Now start fishing and repeat the counting every time you cast out, if the float acts differently it’s a bite.
These new sliding float methods have opened up this method of fishing again. The simple set up means that anyone can fish deep waters and not get in a tangle.
How do they work?
There are two new types of float available –
They both remove the need for a stop knot on the line. They also remove the need to plumb the depth of the water.
How Do they work
The Polaris Float
when you have cast out, keep the line tight until the weight/feeder hits the bottom, keep your rod low to the water and pay out line until the float breaks surface and lies flat, put your rod on the rests, setting them up so the tip of the rod is in the water, then slowly reel in the line until the float cocks and start to go under again the more you tighten up. You are now set. When it comes to re-casting, hold the weight/feeder, let the line go slack and the float will fall down the line to the weight/feeder, this will make casting easier.
Some FAQ’s about these sliding floats
How far from the hook to put the weight/feeder
That depends on the water you are fishing and the fish you are trying to catch. A good starting length is between 12 to 18 inches. You can adjust it from there to improve your results.
Will these sliding floats register lift bites?
Yes is the answer, these floats will register lift bites very well.

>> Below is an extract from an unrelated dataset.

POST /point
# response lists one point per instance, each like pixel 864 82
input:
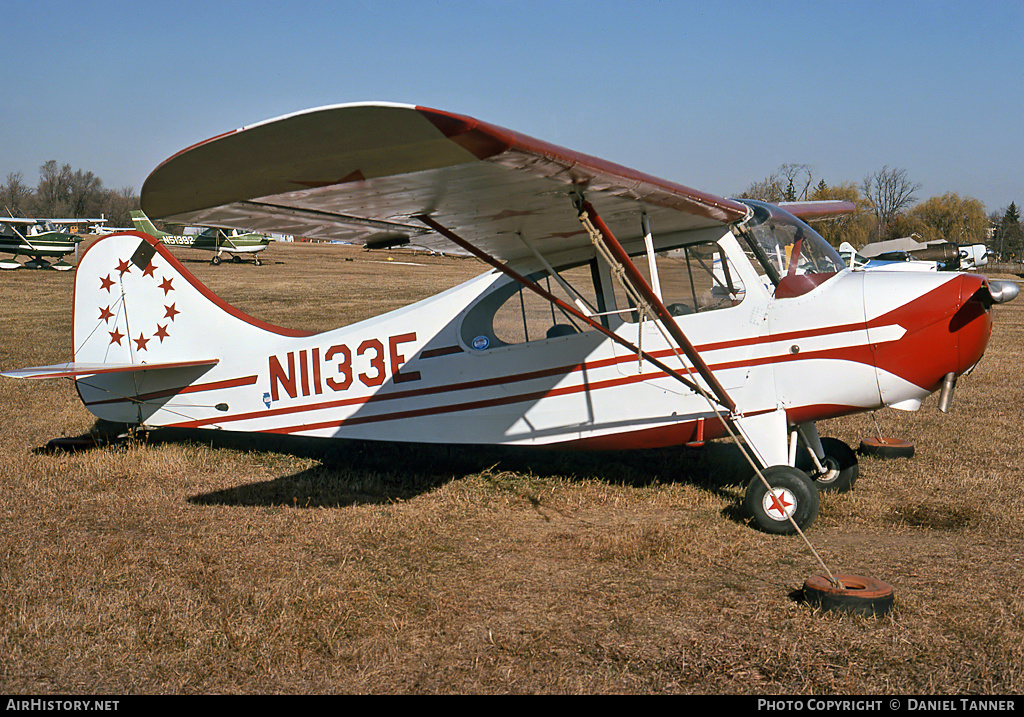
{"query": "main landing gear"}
pixel 792 493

Due to the way these floats are fished they will show lifts better than normal floats.
Can you have problems reeling in with a fish on?
Due to this type of sliding float finding its own depth – which could be very deep, and because it locks its self you may find that the float will be up to the tip ring well in advance of the fish getting in a position where you could land it, if this is where you find yourself, simply keep winding and the line will pass throught the float. Alternatively if you can ease the pressure on the float it will just slide back down the line to the weight.